COP27 Benefits for Benin and Beyond
By Mr. Koto Daniel Dagnon, CVF Youth Fellow
“Together For Implementation” was the theme of this year’s COP27 in Egypt.
Also widely known as the Implementation COP, this conference should therefore galvanize the international community to massively move to action, honoring the many commitments discussed, including those related to the carbon market.
As the youngest delegate, at 22, of the official delegation of Benin (and at COP26 in 2021), I had the privilege to take part in the formal and informal negotiation sessions on Article 6 of the Paris Agreement.
The rulebook of this article – the subject of much disagreement since the adoption of the Paris Agreement in 2015 – was finalized at COP26.

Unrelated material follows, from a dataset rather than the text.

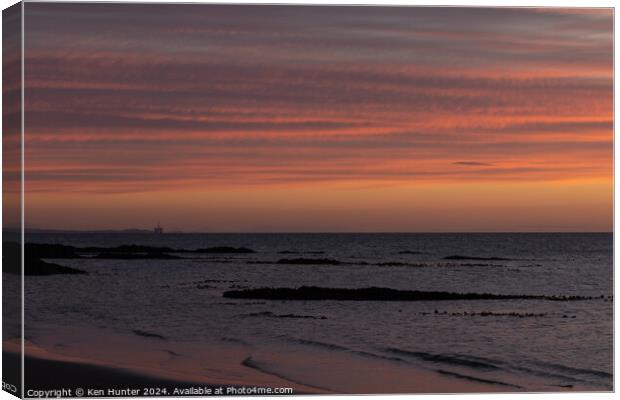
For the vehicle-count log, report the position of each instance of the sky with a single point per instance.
(237, 118)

COP27, then, was about meaningful exchange around the necessary measures for its effective implementation by the member states of the United Nations Framework Convention on Climate Change (UNFCCC) – including Benin.

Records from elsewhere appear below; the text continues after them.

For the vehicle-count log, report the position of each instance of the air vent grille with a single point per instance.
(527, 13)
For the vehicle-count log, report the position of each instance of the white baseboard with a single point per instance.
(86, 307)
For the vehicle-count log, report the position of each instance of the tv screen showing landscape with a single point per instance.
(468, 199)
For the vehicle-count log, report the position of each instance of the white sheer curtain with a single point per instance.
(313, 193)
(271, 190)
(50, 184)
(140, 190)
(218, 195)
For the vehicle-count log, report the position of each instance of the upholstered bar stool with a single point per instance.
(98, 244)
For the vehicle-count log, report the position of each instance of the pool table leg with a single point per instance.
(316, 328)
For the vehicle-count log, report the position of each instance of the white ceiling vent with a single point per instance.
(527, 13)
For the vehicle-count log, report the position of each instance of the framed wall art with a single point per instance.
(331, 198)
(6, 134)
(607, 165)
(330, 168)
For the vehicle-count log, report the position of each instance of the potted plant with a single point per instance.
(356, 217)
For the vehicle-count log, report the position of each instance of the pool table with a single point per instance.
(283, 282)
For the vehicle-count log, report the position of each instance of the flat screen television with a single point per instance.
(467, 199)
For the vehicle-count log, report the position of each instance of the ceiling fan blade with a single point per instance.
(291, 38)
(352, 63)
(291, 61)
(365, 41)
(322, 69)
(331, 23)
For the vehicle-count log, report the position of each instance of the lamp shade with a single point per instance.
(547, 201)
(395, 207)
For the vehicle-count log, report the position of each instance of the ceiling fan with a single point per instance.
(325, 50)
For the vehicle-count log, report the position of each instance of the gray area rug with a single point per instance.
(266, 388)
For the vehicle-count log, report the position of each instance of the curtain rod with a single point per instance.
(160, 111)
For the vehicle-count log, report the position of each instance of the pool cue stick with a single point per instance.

The strategy of low carbon and climate change resilient development of Benin (2016 – 2025) stipulates that “Benin is by 2025, a country whose development is resilient to climate change and low carbon intensity”.

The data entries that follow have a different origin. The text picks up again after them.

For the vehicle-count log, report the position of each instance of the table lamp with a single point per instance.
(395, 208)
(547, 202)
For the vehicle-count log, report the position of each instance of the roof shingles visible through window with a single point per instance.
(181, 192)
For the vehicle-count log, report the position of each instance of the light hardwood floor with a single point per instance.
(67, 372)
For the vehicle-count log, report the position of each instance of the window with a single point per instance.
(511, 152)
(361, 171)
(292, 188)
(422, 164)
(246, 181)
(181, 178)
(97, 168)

To achieve this vision, market approaches (carbon credit) and non-market approaches such as mitigation, adaptation, climate finance, technology transfer and capacity-building, are pivotal.
The results of COP27 in this sense can be broken down into:
- The issues related to cooperative approaches referred to in Article 6, paragraph 2
- The guidelines on the mechanism established by paragraph 4 of this article
- The work programme in the framework of non-market approaches referred to in paragraph 8
Following COP26 where the law on Article 6 was adopted, COP27 was able to reach the decrees of application of this law – and Benin, like the other states, can now make these different mechanisms operational.
This is a great satisfaction because, under the leadership of the President of the Republic, Mr. Patrice Talon, Benin now has the necessary prerequisites on the institutional and legal level to participate in the carbon market.
Moreover, by Decree n° 2022 – 274 of May 4th 2022, the Beninese Council for Sustainable Development has been established. One of its key roles is to organize and manage the monetization of carbon credits and to serve as a catalyst for the regulation of the carbon market.
It is nevertheless important to underline that further support is needed.
Despite the potential and the efforts made by Benin and other African countries, it is necessary to have support in terms of capacity-building and technical assistance to guide these countries (which are mostly the most vulnerable to climate change). Help to move to the effective implementation of the different mechanisms, and thus be able to feed back afterwards, is crucial.
This feedback will serve to update these mechanisms, document progress and replicate successes. This need is evident in the decisions in paragraphs 12 (Article 6.4), and 21 (Article 6.8) which invite the UNFCCC Secretariat to set up training and capacity-building programs.
It will also be crucial to take into account geographical and gender balance, and to promote effective collaboration with experts from developing countries – especially the least developed and small island (paragraph 12, Article 6.2) nations.
Overall, African negotiators are reasonably satisfied with the results of the Article 6 negotiations. It is important to note that some points of disagreement (regarding double counting, the transition of certain Kyoto Protocol mechanisms related to Article 6 to the level of the paragraphs of this article, and national and international registries) have been resolved.
One of the most important dates to remember at COP 27 was November 12, 2022. On that day, the Governments of Ghana and Switzerland formally authorized UNDP to transfer mitigation results under the climate-smart rice project.
This is historic, as it is the first authorization under Article 6.2 – and a great example to follow and encourage.
Finally, it is now up to each party to implement the various mechanisms according to its realities and challenges. With the support of the Secretariat of the United Nations Framework Convention on Climate Change (especially in terms of capacity-building) each country can begin to significantly contribute to staying below 1.5°C.